The drive there existed only as flashes of red lights, packed roads, and my hands clenched too tightly around the steering wheel. I couldn't think straight.

My mind refused to imagine specifics, yet it couldn't stop circling the same terrifying question. If he's still alive.

By the time I reached the hospital, my body felt numb, as if it had decided that the sensation was something I couldn't afford right now.

"Doctor, where is he? Doctor?"

I yelled and questioned dramatically and helplessly. Then a nurse came in to calm me down. 

"He's alive Mr Rourke"

Those words eased my mind. Then the first clear image that anchored itself in my memory was Aiden lying still, his skin drained of color, his body connected to machines that hum and beep with mechanical indifference.

I was taken to his room in the ICU. As I walked close to him he looked smaller somehow, diminished by the stillness, stripped of the sharp awareness that usually defined him. 

"What happened? Who did this to you?"

I asked but he was still unconscious.

Seeing him like that hit me harder than I expected. It felt invasive, like I was witnessing something I was never meant to see. 

Something fragile snapped in me. Something that could be taken away. My vulnerability came alive.

I took a deep breath and I knew I had to find and answers. What happened to him?

The explanation came in clinical fragments. Someone tried to kill him. The attempt was deliberate. The timing was precise. He survived because of circumstances that could easily have tilted the other way.

"It was a bullet that missed his heart by chance but injured his arteries"

The doctor explained to me. Those words landed with a heavy weight on me that made it difficult to breathe. 

I had faced threats before. I understood what danger, risk, and consequence was. 

 But none of that prepared me for the reality of seeing it lie out on his unmoving body. I was shocked. I didn't know his death would cause a major back drop in me. The way it did.

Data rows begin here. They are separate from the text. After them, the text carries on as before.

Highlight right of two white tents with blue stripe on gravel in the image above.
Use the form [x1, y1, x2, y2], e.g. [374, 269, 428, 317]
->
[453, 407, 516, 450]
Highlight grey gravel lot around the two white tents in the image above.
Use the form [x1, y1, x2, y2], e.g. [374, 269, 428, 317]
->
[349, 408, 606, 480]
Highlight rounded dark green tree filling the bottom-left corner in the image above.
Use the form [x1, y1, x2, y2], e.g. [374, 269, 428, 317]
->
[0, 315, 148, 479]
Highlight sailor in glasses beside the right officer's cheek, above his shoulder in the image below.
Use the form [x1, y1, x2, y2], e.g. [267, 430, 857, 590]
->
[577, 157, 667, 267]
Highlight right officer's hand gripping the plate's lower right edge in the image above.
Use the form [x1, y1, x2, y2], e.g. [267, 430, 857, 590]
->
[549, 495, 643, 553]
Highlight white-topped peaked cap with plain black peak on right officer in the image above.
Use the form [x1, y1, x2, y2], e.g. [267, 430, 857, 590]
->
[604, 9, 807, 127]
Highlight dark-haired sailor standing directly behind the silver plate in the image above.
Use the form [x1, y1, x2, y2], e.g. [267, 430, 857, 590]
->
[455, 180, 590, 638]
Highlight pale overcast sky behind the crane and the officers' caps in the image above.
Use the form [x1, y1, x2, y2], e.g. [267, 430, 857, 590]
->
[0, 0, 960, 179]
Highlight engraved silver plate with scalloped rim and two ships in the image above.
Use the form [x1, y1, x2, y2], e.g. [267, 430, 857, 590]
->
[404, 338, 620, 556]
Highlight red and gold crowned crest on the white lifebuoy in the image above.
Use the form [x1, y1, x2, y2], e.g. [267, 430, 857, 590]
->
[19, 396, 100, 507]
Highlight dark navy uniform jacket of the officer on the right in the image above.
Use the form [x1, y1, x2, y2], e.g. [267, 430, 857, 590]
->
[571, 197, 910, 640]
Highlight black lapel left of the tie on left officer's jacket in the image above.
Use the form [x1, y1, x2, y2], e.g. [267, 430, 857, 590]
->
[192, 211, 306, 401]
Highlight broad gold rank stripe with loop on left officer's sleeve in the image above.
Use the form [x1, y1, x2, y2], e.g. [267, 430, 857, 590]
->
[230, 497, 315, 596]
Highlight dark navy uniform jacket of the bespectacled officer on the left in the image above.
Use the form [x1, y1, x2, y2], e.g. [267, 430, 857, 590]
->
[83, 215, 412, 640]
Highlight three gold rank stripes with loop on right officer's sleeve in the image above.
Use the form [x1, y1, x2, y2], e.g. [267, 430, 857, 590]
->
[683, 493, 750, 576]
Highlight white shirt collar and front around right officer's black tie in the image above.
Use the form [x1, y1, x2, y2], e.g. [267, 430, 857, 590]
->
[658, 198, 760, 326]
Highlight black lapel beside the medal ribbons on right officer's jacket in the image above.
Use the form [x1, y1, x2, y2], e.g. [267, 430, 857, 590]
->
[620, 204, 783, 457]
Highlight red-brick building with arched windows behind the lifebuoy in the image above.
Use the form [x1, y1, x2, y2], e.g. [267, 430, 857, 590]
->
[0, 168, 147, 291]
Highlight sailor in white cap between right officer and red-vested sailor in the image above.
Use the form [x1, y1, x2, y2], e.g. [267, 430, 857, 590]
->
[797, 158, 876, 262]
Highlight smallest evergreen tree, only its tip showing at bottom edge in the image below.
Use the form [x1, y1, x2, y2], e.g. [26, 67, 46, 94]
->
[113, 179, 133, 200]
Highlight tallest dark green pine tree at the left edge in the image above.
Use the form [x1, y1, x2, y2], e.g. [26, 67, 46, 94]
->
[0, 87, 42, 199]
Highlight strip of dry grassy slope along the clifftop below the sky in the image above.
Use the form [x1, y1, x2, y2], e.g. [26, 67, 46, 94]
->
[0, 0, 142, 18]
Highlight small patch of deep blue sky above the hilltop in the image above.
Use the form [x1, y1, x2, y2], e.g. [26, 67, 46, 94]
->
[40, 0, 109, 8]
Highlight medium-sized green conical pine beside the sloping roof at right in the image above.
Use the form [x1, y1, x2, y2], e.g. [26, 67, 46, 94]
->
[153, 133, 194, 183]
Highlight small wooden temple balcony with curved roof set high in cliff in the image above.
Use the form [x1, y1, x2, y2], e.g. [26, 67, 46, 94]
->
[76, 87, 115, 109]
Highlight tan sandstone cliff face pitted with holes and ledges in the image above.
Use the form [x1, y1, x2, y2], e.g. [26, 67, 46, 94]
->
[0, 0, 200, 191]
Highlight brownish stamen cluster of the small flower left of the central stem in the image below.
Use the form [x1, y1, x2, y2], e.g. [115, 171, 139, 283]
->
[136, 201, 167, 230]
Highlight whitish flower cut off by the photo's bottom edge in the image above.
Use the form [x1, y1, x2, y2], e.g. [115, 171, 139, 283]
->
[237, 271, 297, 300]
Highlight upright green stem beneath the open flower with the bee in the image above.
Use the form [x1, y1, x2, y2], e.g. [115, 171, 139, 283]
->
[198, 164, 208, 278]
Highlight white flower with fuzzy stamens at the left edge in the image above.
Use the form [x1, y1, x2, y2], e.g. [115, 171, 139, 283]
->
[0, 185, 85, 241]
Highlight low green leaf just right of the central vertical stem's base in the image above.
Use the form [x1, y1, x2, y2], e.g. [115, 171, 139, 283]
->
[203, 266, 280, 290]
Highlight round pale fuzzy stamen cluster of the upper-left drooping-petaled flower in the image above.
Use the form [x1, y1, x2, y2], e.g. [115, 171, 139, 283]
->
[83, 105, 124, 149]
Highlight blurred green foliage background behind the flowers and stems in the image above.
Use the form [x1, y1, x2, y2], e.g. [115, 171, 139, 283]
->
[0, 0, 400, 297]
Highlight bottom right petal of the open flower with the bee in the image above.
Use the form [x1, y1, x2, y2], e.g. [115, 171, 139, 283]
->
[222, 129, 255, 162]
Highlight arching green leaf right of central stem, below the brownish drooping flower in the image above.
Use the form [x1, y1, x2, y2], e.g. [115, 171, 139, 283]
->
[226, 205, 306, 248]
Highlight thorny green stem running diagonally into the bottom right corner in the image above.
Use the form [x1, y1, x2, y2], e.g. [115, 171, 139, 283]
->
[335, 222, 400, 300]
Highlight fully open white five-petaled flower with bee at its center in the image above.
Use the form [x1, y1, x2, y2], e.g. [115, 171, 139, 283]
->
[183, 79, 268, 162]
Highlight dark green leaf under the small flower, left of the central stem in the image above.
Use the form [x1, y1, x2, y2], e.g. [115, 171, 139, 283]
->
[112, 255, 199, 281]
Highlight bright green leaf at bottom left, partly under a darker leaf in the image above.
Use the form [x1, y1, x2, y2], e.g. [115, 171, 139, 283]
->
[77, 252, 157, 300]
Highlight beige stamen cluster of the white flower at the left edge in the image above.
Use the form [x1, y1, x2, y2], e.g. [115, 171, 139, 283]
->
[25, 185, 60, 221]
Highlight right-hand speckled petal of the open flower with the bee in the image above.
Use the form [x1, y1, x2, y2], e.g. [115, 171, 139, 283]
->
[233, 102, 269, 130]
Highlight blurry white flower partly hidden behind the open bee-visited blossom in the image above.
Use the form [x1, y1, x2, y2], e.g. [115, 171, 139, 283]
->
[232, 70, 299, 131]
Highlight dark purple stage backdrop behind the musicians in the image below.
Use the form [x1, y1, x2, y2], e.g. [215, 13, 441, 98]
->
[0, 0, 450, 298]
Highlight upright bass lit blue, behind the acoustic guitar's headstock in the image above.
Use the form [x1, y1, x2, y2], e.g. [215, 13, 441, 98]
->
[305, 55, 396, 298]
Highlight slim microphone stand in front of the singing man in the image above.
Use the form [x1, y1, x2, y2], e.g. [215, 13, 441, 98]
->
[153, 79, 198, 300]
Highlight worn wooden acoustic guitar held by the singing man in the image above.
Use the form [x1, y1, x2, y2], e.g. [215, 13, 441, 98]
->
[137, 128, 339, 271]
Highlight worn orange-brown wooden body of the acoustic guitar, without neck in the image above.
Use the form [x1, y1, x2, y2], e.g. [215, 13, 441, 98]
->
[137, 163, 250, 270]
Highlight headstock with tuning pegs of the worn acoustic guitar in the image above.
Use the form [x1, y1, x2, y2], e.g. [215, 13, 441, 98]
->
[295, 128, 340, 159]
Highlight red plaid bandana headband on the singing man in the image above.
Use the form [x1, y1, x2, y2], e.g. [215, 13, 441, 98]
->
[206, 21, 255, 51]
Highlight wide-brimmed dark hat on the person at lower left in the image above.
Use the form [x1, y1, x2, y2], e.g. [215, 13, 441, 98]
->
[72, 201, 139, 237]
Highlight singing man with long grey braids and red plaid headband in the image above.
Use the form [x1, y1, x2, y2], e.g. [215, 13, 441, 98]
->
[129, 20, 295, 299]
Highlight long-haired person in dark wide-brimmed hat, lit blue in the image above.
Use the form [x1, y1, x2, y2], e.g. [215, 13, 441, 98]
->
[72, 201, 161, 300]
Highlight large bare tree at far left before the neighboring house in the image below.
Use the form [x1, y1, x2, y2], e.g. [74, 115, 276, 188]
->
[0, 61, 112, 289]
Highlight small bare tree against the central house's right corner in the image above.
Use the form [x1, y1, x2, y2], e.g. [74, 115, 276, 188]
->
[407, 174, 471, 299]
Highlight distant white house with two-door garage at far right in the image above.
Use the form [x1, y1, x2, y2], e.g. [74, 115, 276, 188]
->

I take a seat beside him and stay there long past the point of reason. Time stretches into something shapeless. I just hope he wakes up. But then a question turns in my head. Didn't he have any family?

"So he doesn't have anyone"

That thought rings in my head long enough for me to understand that I knew nothing about Aiden.

As the machines continued their steady rhythms. Nurses move in and out, efficient and detached, while I stayed fixed in one place, watching for the smallest sign of movement.

Just then my phone rings. I see my father's name light up my and I choose to silence it at once.

At this point the only thing I cared about was Aiden opening his eyes. Whatever Alaric Rourke wanted could wait.

 Nothing felt more important than staying right where I was, as if my presence alone could keep Aiden anchored to this world. Even if he didn't have anyone. He could come back for me.

"You f

orgot about our meeting today"

Charlotte stood by the door as she spoke. I wondered what she was doing here.